The next figure illustrates the nested While Iterator Subsystem block contents. As discussed above, this subsystem is the loop in which data gets received from or sent to the client through the established connection.

The Stream Receive block receives data from the client over the blocking stream representing the connection to the client. One of this block's parameters is called Output data type which is set to double in our case. Since the stream is blocking, the block will not output its received data until a double (8 bytes) is received. Note that the data type is not verified by the Stream Receive block and is not transmitted. If a 64-bit (8 byte) integer is transmitted by the client, then those 8 bytes will be interpreted as a double, resulting in a nonsensical value. However, in our example, the client model sends doubles so that the data types at both ends of the connection are consistent. If single was used as the output data type for this block, the block would not return until 4 bytes worth of data were received. For more information about this block, please refer to the Stream Receive block's reference page.

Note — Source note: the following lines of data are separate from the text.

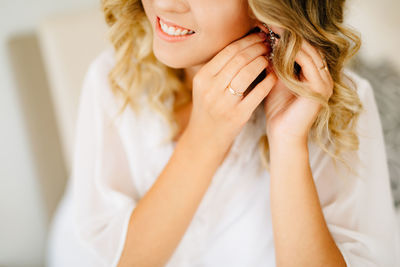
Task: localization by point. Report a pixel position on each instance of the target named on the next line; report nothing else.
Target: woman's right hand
(217, 114)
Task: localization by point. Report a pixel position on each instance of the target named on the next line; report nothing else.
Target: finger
(234, 66)
(256, 96)
(225, 55)
(249, 73)
(318, 60)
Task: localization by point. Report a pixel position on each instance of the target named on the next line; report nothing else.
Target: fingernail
(262, 35)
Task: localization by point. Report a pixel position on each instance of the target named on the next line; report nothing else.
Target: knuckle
(231, 49)
(241, 58)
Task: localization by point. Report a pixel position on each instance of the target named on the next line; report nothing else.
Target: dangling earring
(272, 37)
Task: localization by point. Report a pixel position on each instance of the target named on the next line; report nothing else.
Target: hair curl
(318, 22)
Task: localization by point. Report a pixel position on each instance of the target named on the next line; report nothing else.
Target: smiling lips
(173, 30)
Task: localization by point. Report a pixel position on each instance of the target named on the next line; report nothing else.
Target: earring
(272, 37)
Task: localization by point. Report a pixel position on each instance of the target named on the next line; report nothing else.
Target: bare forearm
(301, 235)
(162, 216)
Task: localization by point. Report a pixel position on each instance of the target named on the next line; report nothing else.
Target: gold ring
(234, 92)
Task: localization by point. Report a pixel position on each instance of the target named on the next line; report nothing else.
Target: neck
(190, 72)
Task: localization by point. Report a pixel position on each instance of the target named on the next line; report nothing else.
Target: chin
(171, 59)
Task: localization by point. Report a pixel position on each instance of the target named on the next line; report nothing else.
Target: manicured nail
(262, 35)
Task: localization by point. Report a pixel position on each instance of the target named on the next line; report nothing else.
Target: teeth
(173, 31)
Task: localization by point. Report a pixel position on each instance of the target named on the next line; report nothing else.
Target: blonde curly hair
(318, 22)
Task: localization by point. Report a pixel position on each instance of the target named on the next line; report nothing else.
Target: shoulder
(97, 79)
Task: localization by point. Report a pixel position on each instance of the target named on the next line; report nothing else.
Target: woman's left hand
(289, 118)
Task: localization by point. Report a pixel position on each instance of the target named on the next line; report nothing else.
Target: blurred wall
(23, 221)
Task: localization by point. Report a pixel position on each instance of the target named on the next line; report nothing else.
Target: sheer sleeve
(102, 189)
(359, 211)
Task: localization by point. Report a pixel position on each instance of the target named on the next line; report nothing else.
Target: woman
(260, 109)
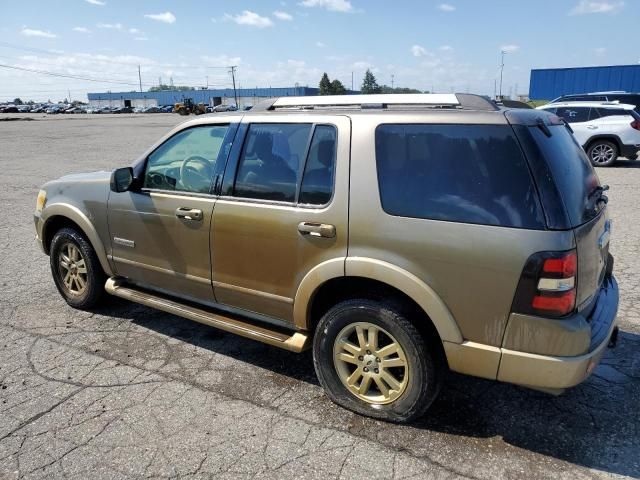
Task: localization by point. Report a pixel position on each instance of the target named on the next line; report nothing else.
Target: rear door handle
(317, 229)
(189, 213)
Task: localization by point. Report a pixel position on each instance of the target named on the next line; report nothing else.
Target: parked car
(606, 130)
(394, 235)
(613, 96)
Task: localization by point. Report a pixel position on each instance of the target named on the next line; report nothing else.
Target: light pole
(502, 53)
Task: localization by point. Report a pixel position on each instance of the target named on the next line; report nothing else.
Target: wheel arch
(342, 278)
(58, 216)
(608, 136)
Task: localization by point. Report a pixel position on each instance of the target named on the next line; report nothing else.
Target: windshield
(572, 173)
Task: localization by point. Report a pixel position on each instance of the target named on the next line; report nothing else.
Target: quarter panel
(473, 269)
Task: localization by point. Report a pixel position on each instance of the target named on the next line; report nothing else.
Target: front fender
(78, 217)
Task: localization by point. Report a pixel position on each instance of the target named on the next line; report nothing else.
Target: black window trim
(230, 173)
(233, 126)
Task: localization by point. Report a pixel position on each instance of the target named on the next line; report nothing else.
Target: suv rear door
(282, 211)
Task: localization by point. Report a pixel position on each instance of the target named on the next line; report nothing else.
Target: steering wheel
(191, 176)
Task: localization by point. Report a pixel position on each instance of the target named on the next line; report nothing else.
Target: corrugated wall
(547, 84)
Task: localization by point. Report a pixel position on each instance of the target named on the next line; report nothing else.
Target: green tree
(325, 85)
(337, 88)
(369, 83)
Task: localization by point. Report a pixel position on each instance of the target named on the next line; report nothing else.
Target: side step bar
(297, 342)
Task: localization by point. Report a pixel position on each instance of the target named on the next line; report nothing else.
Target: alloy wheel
(72, 269)
(370, 363)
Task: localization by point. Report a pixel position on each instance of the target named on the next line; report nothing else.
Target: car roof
(595, 104)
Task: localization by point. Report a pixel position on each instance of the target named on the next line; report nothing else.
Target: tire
(81, 281)
(603, 153)
(419, 379)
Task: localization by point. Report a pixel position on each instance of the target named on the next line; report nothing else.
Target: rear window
(572, 172)
(459, 173)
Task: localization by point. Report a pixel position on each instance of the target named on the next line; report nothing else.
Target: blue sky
(445, 46)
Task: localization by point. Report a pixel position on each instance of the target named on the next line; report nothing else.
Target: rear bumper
(558, 372)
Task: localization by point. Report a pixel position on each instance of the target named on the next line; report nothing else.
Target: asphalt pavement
(130, 392)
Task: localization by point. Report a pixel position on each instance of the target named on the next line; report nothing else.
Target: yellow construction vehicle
(187, 107)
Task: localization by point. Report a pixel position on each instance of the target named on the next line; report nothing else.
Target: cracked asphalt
(130, 392)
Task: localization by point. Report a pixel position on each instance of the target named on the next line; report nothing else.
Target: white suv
(606, 130)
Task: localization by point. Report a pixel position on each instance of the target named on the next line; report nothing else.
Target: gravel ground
(130, 392)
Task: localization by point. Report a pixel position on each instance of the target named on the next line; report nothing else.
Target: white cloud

The err output of the aforementioned block is 1 when new data of the specified size is received. In case of errors, this output becomes negative. This output is zero when the peer has closed the connection. The data output along with the stm output are fed into an Enabled Subsystem block in which the received data is sent back to the client, hence creating the loopback system mentioned earlier. The err output gets compared to zero, and then fed into this subsystem as the enable signal. This subsystem gets enabled only if the output from the Compare to Zero is true, which means that new data was received. Inside the subsystem, there is a Stream Send block along with a Stream Flush block. The outputs of this subsystem are stmOut, which is the stream forwarded by the Stream Flush block, and the error outputs from both of the included blocks. The stmOut output is returned by the while loop to the parent subsystem in case the connection is closed by the peer or an error occurs and the connection must be closed. The Stream Close block in parent subsystem closes the connection. The following figure depicts the contents of the Enabled Subsystem block.

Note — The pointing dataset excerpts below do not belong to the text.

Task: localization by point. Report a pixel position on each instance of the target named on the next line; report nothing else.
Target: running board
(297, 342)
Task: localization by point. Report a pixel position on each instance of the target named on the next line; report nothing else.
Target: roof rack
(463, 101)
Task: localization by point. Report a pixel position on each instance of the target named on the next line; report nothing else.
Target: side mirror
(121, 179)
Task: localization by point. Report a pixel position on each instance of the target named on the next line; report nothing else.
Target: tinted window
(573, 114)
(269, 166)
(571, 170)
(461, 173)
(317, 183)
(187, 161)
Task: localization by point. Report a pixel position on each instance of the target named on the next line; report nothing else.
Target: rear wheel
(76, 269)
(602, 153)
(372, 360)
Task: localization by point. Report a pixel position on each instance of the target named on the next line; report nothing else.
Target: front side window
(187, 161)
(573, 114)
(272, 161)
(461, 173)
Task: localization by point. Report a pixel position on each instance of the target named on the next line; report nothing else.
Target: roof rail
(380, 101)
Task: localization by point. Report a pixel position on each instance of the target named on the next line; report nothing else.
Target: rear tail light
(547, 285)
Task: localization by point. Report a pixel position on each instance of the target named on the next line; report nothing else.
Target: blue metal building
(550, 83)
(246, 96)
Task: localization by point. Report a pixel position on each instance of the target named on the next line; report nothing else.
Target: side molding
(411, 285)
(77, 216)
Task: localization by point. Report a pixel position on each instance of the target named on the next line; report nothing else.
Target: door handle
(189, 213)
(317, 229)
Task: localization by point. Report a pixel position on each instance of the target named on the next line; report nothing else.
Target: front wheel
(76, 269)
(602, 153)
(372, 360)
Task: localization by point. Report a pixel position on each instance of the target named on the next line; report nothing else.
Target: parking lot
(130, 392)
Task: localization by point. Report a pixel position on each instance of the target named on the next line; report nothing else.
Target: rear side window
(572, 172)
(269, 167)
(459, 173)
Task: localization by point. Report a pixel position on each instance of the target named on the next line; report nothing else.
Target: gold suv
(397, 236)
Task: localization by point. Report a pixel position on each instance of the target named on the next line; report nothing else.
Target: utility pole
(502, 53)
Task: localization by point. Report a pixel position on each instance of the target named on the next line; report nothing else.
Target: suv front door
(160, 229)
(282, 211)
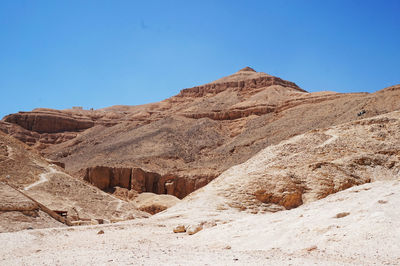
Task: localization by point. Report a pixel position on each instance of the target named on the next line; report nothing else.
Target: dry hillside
(180, 144)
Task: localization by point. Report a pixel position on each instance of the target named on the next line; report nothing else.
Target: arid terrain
(248, 169)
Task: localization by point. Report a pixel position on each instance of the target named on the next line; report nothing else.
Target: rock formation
(180, 144)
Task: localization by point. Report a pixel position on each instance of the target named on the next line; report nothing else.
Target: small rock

The Stream Send block sends the data at its data input to the client. It actually writes the data to the stream send buffer first. The only time it actually flushes the send buffer to the underlying communication channel is when it is full. Since we have set the send buffer size to 8000 bytes and the data to be sent is 8 bytes in size, it would take a thousand iterations before this block would flush the buffer. To ensure that the data is sent immediately, the Stream Flush block is used to flush the stream send buffer, or in other words, to write the data from the stream send buffer to the underlying communication channel every time new data is present in the stream's send buffer. If the Stream Send block sends all the data successfully, it outputs an error value of 1. On the other hand, if it cannot send data to the stream buffer, it outputs a negative error code. If the Stream Flush manages to flush all the data in the buffer, it returns an error of value zero. If the connection is closed or an actual error occurs, this block returns a negative error output. For more information about these two blocks, please refer to the Stream Send and Stream Flush blocks' reference pages.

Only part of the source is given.